Für Mina ist dennoch klar: Es muss sich dingend etwas ändern. Für einen besseren Schutz hat sie vier konkrete Punkte:

  • Eine Screenshotsperre – Whatsapp macht es vor, dort kann man beispielsweise Profilbilder nicht mehr screenshotten

  • Verifizierungspflicht – Nutzer*innen müssen künftig ihre Identität bestätigen, um im Belästigungsfall den Opfern die Möglichkeit zu geben, Anzeige zu erstatten

  • Schutz von sensiblen Daten – Adressen und besonders schützenswerte Informationen müssen vom Kaufsystem unkenntlich gemacht werden. Beim Verkauf muss die Absendeadresse in einem QR-Code verschlüsselt werden, sodass nur Postdienstleister Zugang haben

  • Optimierung des Wortfilters – So können sexuell belästigende Nachrichten gar nicht erst verschickt werden

„Der Schutz unserer Mitglieder hat für uns höchste Priorität”: Vinted plant weitere Maßnahmen

„Mir ist eines total wichtig: Ich bin überhaupt nicht gegen Vinted, sondern ich bin für Vinted.
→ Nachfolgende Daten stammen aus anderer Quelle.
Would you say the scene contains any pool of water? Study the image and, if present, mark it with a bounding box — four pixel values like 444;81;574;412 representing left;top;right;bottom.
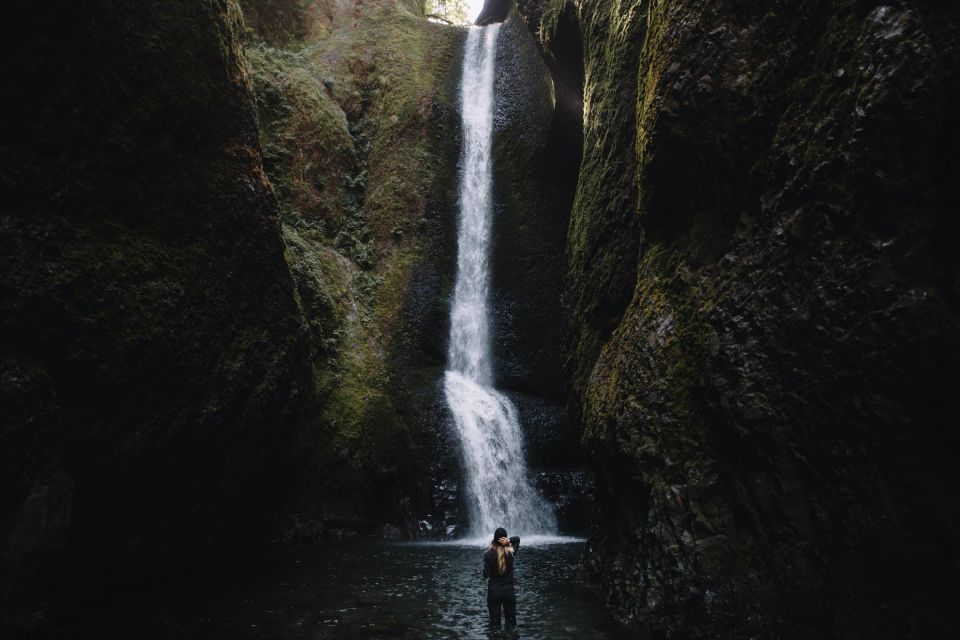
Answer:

Deswegen ist mir auch so wichtig, dass sich das halt noch positiver verändert.“ Und auch das Unternehmen betont: „Wir arbeiten kontinuierlich daran, den bestmöglichen Schutz für unsere Community zu gewährleisten und unsere Schutzmechanismen fortlaufend weiterzuentwickeln – mit dem Ziel, Vorfälle zu verhindern und im Ernstfall schnell zu reagieren. Vinted verfolgt eine Null-Toleranz-Politik gegenüber unerwünschter oder sexuell expliziter Kommunikation.“

Vinted betont: „Sollten Fotos oder persönliche Informationen ohne Zustimmung auf Drittseiten veröffentlicht werden, empfehlen wir betroffenen Mitgliedern, sich direkt an die jeweiligen Plattformen zu wenden und die Entfernung der Inhalte zu beantragen. Wenn wir Kenntnis davon erhalten, dass Profilbilder oder persönliche Daten ohne Einverständnis auf anderen Seiten geteilt wurden, nehmen wir proaktiv Kontakt mit den betreffenden Plattformen auf, um die Entfernung zu veranlassen“, so der Unternehmenssprecher. „In einigen Fällen, etwa bei Telegram, haben wir bereits entsprechende Meldungen eingereicht.“

Zudem betont das Unternehmen: „Der Schutz unserer Mitglieder hat für uns höchste Priorität. Wir werden unsere Systeme weiterhin überprüfen und weiterentwickeln – auch wenn manche Maßnahmen mehr Zeit und Tests erfordern.“ Details, wie die Maßnahmen aussehen könnten, nennt das Unternehmen nicht.

Stalking und sexuelle Gewalt sind ernstzunehmende Themen. Solltet auch ihr betroffen sein, findet ihr Hilfe unter der kostenlosen Hotline 08000 – 116 016 oder unter www.hilfetelefon.de.